The Center for Responsible Lending (CRL) has published a summary of the National Mortgage Settlement Agreement which makes it easy to review the details of the agreement between 49 of the states' attorneys general (AGs), the federal government and five major financial institutions and their servicing subsidiaries.  While there has been a lot of publicity surrounding the settlement agreement under which the banks agreed to pay $25 billion to settle claims against them, the summary provides a thorough analysis of where the moneys are to be disbursed and the standards for servicing that have been agreed to going forward. 

The settlement was occasioned by wide-spread abuses surrounding foreclosure processes used by the servicers.  These were detailed in five audit reports from the Office of the Inspector General for the Department of Housing and Urban Development.

As summarized by CRL, the settlement has both cash and non-cash components.  Five billion of the settlement funds will be paid in cash to the state AGs of which $1.5 billion is to be used for payments to foreclosed borrowers and for other uses to be determined by each state's AG.  The summary notes that there is an intention but no requirement that those funds be used for foreclosure prevention activities such as housing counseling and legal services.  Two governors, with the cooperation of their states' AGs have already announced they are diverting these funds to cover general budget shortfalls.

Individual borrowers who lost homes to foreclosure from 2008 through 2011 will be eligible for cash payments of $1,800 to $2,000.  The Center describes this as one of the weakest parts of the settlement as borrowers might have to meet some difficult criteria to qualify for even this small benefit.

The remaining $20 billion is to be credited directly to borrowers by way of formula reimbursements to servicers against the costs of activities that servicers provide.  At least $10 billion of this total must be used for principal reductions in loan modifications; at least $3 billion is designated for refinancing borrowers who are current on mortgages that are underwater.  The remaining money, up to $7 billion will go toward other forms of relief such as forbearance for unemployed borrowers, anti-blight programs, short sales, benefits for servicemembers who are forced to sell homes at a loss due to military obligations and other programs.  Servicers will not necessarily be fully reimbursed for some of these services so benefits to borrowers are expected to exceed $20 billion.  The principal reduction portion might actually provide as much as $35 billion in financial relief to borrowers according to CRL.

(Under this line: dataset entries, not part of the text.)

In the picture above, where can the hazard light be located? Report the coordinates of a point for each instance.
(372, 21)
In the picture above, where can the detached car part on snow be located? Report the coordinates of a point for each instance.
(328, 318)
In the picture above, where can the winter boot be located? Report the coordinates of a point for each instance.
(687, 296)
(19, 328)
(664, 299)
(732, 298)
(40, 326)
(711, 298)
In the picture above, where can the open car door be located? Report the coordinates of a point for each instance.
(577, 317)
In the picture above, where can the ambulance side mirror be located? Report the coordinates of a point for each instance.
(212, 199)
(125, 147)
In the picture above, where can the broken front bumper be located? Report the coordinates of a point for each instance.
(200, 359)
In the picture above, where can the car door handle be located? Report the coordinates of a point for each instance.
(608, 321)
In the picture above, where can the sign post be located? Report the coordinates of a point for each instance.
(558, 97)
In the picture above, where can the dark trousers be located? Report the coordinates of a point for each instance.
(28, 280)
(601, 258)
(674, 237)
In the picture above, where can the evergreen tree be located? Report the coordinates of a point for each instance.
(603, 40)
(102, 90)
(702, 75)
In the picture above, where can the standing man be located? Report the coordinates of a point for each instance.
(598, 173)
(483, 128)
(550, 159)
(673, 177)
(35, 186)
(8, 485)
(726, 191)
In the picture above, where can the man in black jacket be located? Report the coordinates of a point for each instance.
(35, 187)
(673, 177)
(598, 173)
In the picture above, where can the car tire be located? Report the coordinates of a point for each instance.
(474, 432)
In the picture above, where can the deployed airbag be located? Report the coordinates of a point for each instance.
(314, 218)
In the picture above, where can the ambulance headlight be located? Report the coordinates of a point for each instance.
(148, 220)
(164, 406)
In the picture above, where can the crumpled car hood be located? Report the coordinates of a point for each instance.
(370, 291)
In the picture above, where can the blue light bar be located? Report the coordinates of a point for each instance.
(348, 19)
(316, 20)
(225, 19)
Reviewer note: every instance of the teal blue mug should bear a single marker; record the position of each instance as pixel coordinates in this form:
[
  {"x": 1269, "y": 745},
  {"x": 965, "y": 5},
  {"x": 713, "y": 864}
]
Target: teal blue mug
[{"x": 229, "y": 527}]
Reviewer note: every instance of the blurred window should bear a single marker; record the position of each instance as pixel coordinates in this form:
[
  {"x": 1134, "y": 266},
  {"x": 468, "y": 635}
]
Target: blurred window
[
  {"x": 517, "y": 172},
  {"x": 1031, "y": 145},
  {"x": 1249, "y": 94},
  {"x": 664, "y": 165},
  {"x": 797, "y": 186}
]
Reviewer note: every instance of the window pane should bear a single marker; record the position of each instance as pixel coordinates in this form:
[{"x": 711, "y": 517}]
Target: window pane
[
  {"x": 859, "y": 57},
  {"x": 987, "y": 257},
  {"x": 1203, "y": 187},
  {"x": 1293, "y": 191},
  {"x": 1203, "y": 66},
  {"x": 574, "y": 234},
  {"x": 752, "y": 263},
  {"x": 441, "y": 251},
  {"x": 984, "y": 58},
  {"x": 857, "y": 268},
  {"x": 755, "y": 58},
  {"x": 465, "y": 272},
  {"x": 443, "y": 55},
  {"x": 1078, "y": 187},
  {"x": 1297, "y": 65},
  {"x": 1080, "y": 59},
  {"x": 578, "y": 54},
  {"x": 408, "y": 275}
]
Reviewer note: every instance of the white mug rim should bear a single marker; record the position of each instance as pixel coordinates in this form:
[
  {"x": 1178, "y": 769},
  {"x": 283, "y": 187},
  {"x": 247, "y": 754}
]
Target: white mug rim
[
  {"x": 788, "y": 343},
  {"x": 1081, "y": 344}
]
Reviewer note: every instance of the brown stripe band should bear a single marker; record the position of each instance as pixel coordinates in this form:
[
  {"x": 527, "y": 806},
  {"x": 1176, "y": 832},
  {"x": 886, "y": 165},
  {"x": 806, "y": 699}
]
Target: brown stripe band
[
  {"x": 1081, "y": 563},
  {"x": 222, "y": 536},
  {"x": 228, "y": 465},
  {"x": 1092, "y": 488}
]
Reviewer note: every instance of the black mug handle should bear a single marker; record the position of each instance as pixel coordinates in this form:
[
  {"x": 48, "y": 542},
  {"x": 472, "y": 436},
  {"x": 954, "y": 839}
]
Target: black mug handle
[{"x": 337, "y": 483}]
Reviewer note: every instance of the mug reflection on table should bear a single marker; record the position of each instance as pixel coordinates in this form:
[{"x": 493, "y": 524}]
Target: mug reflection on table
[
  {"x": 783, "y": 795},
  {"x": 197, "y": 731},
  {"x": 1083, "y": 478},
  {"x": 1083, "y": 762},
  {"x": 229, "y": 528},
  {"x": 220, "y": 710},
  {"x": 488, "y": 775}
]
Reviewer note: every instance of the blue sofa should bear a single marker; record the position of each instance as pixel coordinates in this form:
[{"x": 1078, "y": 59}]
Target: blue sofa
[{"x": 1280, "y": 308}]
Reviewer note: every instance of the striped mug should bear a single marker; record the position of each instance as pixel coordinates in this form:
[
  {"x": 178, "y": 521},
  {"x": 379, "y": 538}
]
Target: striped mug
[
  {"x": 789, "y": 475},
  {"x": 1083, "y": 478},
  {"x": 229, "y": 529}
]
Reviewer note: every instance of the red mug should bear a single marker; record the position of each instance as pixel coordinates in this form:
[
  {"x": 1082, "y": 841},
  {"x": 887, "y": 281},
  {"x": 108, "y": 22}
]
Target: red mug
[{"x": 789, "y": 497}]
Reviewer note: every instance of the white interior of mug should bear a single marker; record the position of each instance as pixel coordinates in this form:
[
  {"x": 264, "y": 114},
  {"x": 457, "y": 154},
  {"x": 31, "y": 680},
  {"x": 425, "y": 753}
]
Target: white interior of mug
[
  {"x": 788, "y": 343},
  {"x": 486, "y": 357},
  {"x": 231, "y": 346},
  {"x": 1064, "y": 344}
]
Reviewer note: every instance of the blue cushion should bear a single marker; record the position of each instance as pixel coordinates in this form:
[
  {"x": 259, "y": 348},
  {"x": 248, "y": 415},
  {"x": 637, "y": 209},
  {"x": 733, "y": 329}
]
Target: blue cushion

Non-cash components include a release of claims by the AGs and some bank regulators.  However, these releases are only for claims regarding servicing practices, robo-signing, and foreclosure processing and origination practices.  It also releases federal civil claims based on servicing of mortgage loans and loans in bankruptcy and origination.  It does not release claims of individual borrowers against servicers, criminal claims, securitization claims, and some other government claims.

The remainder of the settlement deals with reforms to the future activities of the servicers and the monitoring and enforcement of those reforms. Some of the key reforms under the agreement are:

  • Ends robo-signing.
  • Requires evidence of standing or right to foreclose
  • Requires outreach to all borrowers potentially eligible for loss mitigation options (except those in bankruptcy) with a minimum standard for phone calls and written notices both pre-and post referral for foreclosure;
  • Sets specific requirements for loss mitigation activities including restrictions on dual track processes, prompt conversion of trial modifications to permanent status, requires an offer of modification if the loan is NPV positive, and insures borrowers a right to rebut a loan modification denial.
  • Short sale requests must be acknowledged within 10 days and specific offers responded to within 30 days.
  • Borrowers must be provided with a single point of contact that will explain options, coordinate documents, and keep the borrower informed. This contact must have access to those with ability to stop foreclosure proceedings.
  • All fees during default, foreclosure, and bankruptcy must be bona fide, reasonable, and disclosed.
  • Puts some limits on forced-placed insurance including placing at a commercially reasonable price.

There are also reforms dealing with military personnel protections, blight, and tenant rights.

Enforcement of the agreement will be the responsibility of a Monitoring Committee made up of representatives from the state AGs and the Departments of Justice and Housing and Urban Development.  Compliance will be overseen by Joseph A. Smith, former North Carolina Banking Commissioner, former Chair of the Conference of State Banks Supervisors and the President's nominee as Director of the Federal Housing Finance Agency.  Mechanisms for enforcement will include:

  • Internal quality control groups established within each servicing company;
  • Specific metrics to assess servicer compliance, loan modifications, and other borrower relief activities;
  • Reports from each servicer on Quarterly Compliance Reviews;
  • Reports from the monitor on each servicer at least annually and only after conferring with that servicer;
  • Servicers will have the right to cure any potential violations identified by the monitor;
  • The Consent Judgment will be filed with the District Court and enforceable therein;
  • An enforcement action that can be brought if a servicer exceeds the threshold error rate for a metric. Relief for such actions may be equitable relief or civil penalties of not more than $1 million per uncured potential violation or an amount not more than $5 million for a second uncured potential violation.